An Empirical Comparison of Deep Learning Models for ARDS Detection Using a Meta Learning Model
Contributors
Dr. Pawan Kumar Mall
Prof Dr Divya Midhun
Dr. Rupali Atul Mahajan
Keywords
Proceeding
Track
Engineering, Sciences, Mathematics & Computations
License
Copyright (c) 2026 Sustainable Global Societies Initiative

This work is licensed under a Creative Commons Attribution-NonCommercial-NoDerivatives 4.0 International License.
Abstract
ARDS is a severe pulmonary condition that requires timely and accurate diagnosis in order to reduce mortality. In this work, several deep learning architectures, including ResNet-101, ResNet-152, EfficientNet-B6, and EfficientNet-B7, were empirically compared for the detection of ARDS, together with a novel meta-learning–based fusion framework.
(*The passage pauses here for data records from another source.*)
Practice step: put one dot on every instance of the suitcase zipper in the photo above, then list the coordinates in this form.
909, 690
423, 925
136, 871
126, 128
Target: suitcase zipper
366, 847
The proposed stacking-based meta learner integrates the complementary predictions from individual models to enhance diagnostic performance. Experiments conducted on a multi-class CT image dataset show that the proposed model yields an accuracy of 96%, recall of 96%, and F1-score of 92% significantly higher than standalone architectures. Comprehensive evaluation using accuracy, sensitivity, specificity, AUC, and confusion matrix analysis confirms the robustness, stability, and superior generalization capability of the proposed approach. The results have underlined the effectiveness of meta-learning–driven model fusion in the development of a reliable ARDS detector, capable of clinical decision support.